Opinions, ideas, or advice exchanged as part of the consultative or deliberative process of government decision making are not factual data and therefore not subject to disclosure pursuant to FOIL.  However, even though an e-mail may not be subject to disclosure pursuant to FOIL, it may be discoverable during the course of litigation.  The content of most e-mails can ultimately be discovered in litigation.  One of the few exceptions is an e-mail that is subject to the attorney-client privilege.  Such an e-mail may not be subject to disclosure in litigation so long as it is one seeking advice from counsel or from counsel to the board for purposes of providing legal advice.

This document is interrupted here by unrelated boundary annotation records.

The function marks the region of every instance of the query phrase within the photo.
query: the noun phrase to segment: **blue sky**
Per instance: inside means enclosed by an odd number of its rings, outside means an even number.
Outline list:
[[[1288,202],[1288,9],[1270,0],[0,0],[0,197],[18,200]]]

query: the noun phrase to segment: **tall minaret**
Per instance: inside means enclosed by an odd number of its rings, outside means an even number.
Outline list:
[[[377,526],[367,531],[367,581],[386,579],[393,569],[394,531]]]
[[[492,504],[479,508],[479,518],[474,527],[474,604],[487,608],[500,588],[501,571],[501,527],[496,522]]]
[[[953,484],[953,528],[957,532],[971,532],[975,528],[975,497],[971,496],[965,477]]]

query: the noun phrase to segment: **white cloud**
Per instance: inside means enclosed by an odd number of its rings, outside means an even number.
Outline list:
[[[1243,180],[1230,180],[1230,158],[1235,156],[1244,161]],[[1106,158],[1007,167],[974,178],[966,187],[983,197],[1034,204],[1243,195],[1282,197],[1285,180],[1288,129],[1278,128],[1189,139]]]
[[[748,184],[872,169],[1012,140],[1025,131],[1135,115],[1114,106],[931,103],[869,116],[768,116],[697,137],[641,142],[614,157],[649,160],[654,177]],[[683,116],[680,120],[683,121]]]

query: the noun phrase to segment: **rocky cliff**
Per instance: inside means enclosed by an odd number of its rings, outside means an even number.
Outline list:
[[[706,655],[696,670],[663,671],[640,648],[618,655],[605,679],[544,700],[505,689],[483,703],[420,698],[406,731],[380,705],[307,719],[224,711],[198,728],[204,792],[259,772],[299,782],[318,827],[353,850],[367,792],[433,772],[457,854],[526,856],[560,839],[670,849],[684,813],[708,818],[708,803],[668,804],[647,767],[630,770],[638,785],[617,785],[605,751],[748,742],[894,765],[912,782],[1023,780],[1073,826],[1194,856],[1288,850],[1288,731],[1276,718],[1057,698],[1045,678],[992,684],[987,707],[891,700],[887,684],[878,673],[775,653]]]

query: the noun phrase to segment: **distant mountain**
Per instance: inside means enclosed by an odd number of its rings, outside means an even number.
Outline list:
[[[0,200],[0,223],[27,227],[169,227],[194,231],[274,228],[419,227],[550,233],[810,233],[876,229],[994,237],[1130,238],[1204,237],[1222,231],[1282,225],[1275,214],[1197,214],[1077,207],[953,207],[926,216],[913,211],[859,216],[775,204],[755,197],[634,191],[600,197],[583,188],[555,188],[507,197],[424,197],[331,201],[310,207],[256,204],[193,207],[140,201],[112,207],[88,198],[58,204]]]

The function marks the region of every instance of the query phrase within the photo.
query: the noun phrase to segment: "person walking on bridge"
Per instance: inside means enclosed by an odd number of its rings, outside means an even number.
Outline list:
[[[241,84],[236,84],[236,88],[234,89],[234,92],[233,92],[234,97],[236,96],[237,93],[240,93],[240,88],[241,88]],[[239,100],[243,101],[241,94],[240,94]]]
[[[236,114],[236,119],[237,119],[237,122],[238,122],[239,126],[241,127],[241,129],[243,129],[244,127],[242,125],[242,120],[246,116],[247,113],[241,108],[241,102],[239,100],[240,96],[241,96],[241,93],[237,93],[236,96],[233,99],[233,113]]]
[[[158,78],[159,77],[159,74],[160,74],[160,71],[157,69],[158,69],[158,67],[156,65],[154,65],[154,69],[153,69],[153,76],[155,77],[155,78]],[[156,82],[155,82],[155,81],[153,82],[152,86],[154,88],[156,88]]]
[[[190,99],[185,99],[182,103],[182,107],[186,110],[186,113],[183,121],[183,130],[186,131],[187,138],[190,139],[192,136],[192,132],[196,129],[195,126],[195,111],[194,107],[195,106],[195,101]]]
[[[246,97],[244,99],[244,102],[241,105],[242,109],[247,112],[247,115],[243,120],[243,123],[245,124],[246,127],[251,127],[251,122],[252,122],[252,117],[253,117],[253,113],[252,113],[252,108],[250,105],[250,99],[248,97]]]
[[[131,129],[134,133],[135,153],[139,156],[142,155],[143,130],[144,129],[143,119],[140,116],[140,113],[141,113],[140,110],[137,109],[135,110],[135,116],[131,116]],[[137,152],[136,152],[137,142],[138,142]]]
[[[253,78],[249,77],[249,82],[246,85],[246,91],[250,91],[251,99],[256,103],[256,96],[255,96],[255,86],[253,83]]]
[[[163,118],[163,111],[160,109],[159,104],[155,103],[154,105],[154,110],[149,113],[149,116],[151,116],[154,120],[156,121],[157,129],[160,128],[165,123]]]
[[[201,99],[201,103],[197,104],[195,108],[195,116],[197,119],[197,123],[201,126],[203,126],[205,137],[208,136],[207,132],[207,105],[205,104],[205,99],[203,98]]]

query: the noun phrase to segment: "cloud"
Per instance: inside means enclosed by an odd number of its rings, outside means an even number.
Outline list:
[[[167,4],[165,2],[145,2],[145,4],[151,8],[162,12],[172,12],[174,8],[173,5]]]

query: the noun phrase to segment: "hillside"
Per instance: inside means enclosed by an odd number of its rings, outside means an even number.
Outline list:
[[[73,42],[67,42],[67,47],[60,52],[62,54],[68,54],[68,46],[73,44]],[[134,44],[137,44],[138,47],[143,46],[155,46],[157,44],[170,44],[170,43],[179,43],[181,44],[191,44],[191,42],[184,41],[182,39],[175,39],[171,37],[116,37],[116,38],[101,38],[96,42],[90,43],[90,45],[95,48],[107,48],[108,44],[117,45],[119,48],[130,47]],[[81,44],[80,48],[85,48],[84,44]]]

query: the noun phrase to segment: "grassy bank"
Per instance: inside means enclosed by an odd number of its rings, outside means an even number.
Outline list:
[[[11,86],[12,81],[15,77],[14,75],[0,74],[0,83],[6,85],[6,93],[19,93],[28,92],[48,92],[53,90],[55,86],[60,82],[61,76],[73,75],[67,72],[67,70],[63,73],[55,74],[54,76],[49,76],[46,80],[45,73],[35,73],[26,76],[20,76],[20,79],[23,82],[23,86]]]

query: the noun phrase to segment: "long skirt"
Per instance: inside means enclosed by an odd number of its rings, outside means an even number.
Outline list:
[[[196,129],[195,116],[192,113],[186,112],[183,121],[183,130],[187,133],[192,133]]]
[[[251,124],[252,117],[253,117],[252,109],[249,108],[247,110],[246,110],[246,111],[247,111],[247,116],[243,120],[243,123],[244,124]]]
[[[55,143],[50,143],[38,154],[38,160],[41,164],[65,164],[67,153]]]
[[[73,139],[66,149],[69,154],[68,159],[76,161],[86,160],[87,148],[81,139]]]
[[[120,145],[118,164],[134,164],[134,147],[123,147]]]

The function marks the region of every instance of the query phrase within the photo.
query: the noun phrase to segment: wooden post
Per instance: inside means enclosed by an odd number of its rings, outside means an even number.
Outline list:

For these reasons, it is recommended that board members not conduct school-related business via instant message or e-mail unless those communications are diligently monitored, saved and retained as official records in the ordinary course of district business.  While e-mail communication tends to be more casual than paper memos, Board members should assume that portions may some day be viewed by third parties and should be careful to draft them accordingly.

Finally, please note that as public officers, board members may confer by e-mail.  However, a series of electronic communications resulting in a collective decision (such as a vote taken by email), violates the Open Meetings Law. 

THIS MEMORANDUM IS MEANT TO ASSIST IN GENERAL UNDERSTANDING OF THE CURRENT LAW AND MAY CONSTITUTE ATTORNEY ADVERTISING. IT IS NOT TO BE REGARDED AS LEGAL ADVICE. THOSE WITH PARTICULAR QUESTIONS SHOULD SEEK THE ADVICE OF COUNSEL.